Geoffrey Harris is all about robots in his digital paintings. Robot families, robot friends, robots hanging out solo, friendly robots, frightening robots. Sometimes, his subjects are rocket ships or toys, but you have the feeling that they are rocket ships and toys for robots. These zany characters step right out of science fiction films and comic books. They are presented in bright colors and words are often used as if from some booming Master of Ceremonies. Not surprisingly, there's a lot of humor. There is also a sense of display: posing robots as if in a family portrait, appropriating comic book panels, and displaying robots on a stage framed by lush red curtains. Harris textures the works to give it a worn look.
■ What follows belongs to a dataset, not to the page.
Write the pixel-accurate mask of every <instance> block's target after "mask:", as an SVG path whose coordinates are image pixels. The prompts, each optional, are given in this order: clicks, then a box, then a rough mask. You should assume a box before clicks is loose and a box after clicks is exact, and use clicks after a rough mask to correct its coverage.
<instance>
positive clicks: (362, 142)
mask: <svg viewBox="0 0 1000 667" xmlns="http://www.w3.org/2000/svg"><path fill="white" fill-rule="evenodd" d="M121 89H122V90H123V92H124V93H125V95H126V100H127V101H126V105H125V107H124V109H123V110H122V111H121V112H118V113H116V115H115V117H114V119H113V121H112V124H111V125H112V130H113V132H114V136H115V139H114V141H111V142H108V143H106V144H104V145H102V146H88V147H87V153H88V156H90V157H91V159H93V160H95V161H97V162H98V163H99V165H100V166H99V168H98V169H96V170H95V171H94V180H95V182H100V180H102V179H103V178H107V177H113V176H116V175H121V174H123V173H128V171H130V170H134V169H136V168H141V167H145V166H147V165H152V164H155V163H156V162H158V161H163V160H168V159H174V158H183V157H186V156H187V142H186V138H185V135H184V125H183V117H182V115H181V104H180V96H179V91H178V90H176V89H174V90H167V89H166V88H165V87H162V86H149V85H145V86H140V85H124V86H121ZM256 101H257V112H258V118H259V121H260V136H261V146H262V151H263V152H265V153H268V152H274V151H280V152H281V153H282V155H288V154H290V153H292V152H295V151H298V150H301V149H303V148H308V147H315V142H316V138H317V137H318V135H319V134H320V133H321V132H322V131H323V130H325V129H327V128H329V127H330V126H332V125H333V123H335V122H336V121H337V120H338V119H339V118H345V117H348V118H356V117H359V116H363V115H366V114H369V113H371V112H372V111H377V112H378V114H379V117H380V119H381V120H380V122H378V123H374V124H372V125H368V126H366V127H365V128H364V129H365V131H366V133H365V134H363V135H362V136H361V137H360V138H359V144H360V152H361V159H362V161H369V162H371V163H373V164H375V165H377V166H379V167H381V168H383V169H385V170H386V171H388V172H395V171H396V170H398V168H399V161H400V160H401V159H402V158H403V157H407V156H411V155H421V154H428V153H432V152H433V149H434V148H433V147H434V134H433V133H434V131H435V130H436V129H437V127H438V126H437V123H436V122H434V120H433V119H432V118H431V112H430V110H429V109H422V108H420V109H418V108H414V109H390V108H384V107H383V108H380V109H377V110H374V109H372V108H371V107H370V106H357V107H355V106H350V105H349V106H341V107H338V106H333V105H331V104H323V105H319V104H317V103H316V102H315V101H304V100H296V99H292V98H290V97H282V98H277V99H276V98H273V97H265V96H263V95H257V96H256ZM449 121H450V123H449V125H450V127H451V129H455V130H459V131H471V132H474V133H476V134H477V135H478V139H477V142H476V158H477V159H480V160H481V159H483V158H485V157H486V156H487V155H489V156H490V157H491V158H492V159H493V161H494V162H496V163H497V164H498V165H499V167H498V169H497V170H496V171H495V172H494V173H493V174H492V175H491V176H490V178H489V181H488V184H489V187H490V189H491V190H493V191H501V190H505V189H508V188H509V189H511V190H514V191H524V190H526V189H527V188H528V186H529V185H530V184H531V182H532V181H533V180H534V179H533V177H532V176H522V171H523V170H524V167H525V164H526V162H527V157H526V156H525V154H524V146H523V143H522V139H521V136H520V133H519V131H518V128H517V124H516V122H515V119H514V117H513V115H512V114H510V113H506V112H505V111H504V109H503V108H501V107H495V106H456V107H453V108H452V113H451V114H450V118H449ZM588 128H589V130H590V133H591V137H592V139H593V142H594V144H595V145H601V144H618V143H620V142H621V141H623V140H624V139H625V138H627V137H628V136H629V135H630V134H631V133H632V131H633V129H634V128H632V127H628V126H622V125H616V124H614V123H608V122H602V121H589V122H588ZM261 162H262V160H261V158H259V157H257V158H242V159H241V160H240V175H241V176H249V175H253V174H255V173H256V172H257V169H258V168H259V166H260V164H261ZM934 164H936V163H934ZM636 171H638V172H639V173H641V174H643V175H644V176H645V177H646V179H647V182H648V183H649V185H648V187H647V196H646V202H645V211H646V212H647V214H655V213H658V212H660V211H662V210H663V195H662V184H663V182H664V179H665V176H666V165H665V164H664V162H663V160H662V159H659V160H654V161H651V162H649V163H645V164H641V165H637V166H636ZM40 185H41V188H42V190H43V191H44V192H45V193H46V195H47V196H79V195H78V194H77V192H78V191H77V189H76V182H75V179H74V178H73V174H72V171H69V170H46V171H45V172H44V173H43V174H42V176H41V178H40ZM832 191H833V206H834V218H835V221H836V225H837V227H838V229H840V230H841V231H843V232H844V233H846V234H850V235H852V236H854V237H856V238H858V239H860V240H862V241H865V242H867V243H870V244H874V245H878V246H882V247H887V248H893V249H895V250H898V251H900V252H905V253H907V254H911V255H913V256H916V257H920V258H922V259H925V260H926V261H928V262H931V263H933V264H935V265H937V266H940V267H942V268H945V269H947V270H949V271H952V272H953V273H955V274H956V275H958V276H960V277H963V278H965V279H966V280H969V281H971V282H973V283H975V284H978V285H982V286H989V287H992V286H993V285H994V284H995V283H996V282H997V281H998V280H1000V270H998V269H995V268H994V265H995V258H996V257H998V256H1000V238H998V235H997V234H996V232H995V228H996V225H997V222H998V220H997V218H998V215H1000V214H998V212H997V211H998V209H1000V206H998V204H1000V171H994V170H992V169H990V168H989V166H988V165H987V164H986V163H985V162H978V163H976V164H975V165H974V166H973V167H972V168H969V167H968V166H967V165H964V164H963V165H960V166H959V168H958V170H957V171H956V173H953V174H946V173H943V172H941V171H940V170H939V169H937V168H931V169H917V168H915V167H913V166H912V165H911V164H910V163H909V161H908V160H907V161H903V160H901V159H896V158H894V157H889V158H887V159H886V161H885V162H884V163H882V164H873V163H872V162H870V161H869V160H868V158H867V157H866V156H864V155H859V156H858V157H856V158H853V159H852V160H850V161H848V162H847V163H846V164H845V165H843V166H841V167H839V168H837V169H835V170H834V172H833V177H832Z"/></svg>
Harris was born in Iceland on a Naval Base, and grew up in many different places. He was already painting and drawing from a young age. He began professional life at General Motors as a Software Systems Engineer in the eighties. In 1992, Harris decided to quit the corporate world and become a work full-time as an artist, settling down in South Carolina. He came to his subject matters through his longtime love of antique toys and games. Harris still collects antique toys, which are a source of inspiration. The paintings are done completely digitally, using the drawing software application Inkscape and Photoshop. Each painting goes through a series of different stages to get the complete look, and while he says he looks to invoke nostalgia, the paintings are also very fresh with their vibrant colors.
Harris is another new artist that we are excited to welcome to the 2014 Armonk Outdoor Art Show.